Hiroki Kuroda will return to Japan in 2015, per report
The New York Yankees will lose one of their most consistent starting pitchers with reports from overseas that Hiroki Kuroda will return to his native Japan. After seven successful years in the United States, Kuroda is one of the best Japanese imports Major League Baseball has ever known.
— daisuke sugiura 杉浦大介 (@daisukesugiura) December 26, 2014
What makes Kuroda’s success extra noteworthy is that he didn’t throw a pitch in the majors until he was 33 years old. Kuroda, who turns 40 in February, was 11-9 with a 3.71 ERA for New York in 2014 at age 39, leading the Yankees in starts (32), innings (199) and strikeouts (146).
In seven years with the Dodgers and Yankees, Kuroda was 79-79 with a 3.45 ERA and 115 ERA+, and averaged 30 starts, 188 innings and 141 strikeouts per year.
Among pitchers born in Japan, Kuroda’s 211 starts in the majors rank second only to Hideo Nomo (318), like Kuroda a native of Osaka.
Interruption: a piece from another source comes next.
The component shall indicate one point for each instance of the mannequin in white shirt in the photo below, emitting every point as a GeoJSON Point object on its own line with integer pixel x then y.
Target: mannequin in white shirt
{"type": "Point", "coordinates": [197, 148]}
Kuroda also ranks second to Nomo in wins and strikeouts (986).
Kuroda has been one of the most consistent starting pitchers during his time in the United States, tied for 16th with his 116 ERA+ (minimum 1,000 innings) from 2008-14. Kuroda never had an ERA+ below 104, and in the last seven years had five seasons with an ERA+ of at least 110; only Clayton Kershaw, Cliff Lee and Felix Hernandez had more such seasons during that span.
Kuroda ranked 19th among major league pitchers with 1,319 innings during the past seven years, and was one of 19 pitchers with at least six seasons of 30 or more starts in the last seven years. His 3.38 strikeout-to-walk ratio is 14th best among pitchers with at least 1,000 innings from 2008-14.
His strikeout rate has been between 17.8 percent and 19.2 percent for the last six seasons, and his walk rate was between 4.3 percent and 5.9 percent throughout his seven years in the majors.
Known for his fierce work ethic learned playing baseball as a youth in Japan, Kuroda told the New York Times in 2012, “It was all so ingrained in me that I still have a fear of giving up hits and runs.”
The right-hander pitched 11 seasons for the lowly Hiroshima Carp in the Japanese Central League, going 103-89 with a 3.69 ERA despite playing on losing teams for 10 of his 11 years. The only winning season Kuroda experienced in Japan was in 2002, when the Carp were 68-65.
Kuroda made the playoffs in his first two seasons (2008-09) with the Dodgers, and in 2012 with the Yankees. He was 2-2 with a 3.94 ERA in five playoff starts, with 22 strikeouts and just four walks.
In 18 seasons combined in the majors and in Japan, Kuroda is 182-168, just 18 wins shy of 200.